We use airborne lidar topography to examine scarps of the M_w 7.2 1959 Hebgen Lake, Montana earthquake, gaining an improved understanding of the rupture morphology, slip distribution, and shallow structure of what remains one of the largest continental normal faulting events on record globally. We exploit a 50 cm-resolution terrain model from a lidar survey flown in 2014 by the National Center for Airborne Laser Mapping. ~700 new throw measurements, derived from topographic scarp profiling, in places greatly exceed vertical slip surveyed at the fresh scarp free face after the earthquake (Witkind, 1964). Modern scarps along the rangefront-forming Hebgen and SE Red Canyon faults must variably capture slip not only in the 1959 rupture but also in one or two preceding Holocene events (known from trenching), yet they appear simple in profile, seldom exhibiting bevels characteristic of composite landforms.

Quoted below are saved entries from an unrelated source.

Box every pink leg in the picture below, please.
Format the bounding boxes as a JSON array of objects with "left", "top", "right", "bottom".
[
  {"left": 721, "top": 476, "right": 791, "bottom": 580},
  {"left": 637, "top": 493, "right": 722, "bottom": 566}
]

This has wider implications for how morphologically-simple scarps are interpreted: with no knowledge of the 1959 event, the scarps could easily be mistaken as generated by a single paleo-earthquake, whose magnitude would then be overestimated (from scarp heights and rupture length) as M_w ~7.4. Next, we examine the roughness of slip distributions along the three major rupture strands. Surface slip along the rangefront Hebgen and SE Red Canyon faults is quantifiably rougher than along the intramontane NW Red Canyon fault. The latter fault exploits weak bedding planes in rupturing to the surface, which may have enhanced the uniformity of its scarp heights. Finally, we use the 3-D intersection of the rupture with topography to estimate the dip of the faulting, using simple planar fitting that samples length scales of 100s of meters and depth scales of 10s of meters. This proves more challenging than for other recent (strike-slip) earthquakes analyzed in a similar manner, perhaps indicating that the Hebgen and Red Canyon faults are highly-segmented over short spatial scales. However, average segment dips are consistently ~30^o - 45^o, significantly lower-angle than values of 45^o - 60^o from earlier seismological and geodetic models, which in contrast sample the full seismogenic zone. This apparent anti-listric geometry may reflect the influence of gently-inclined Laramide structures in guiding the modern normal faulting in the near-surface.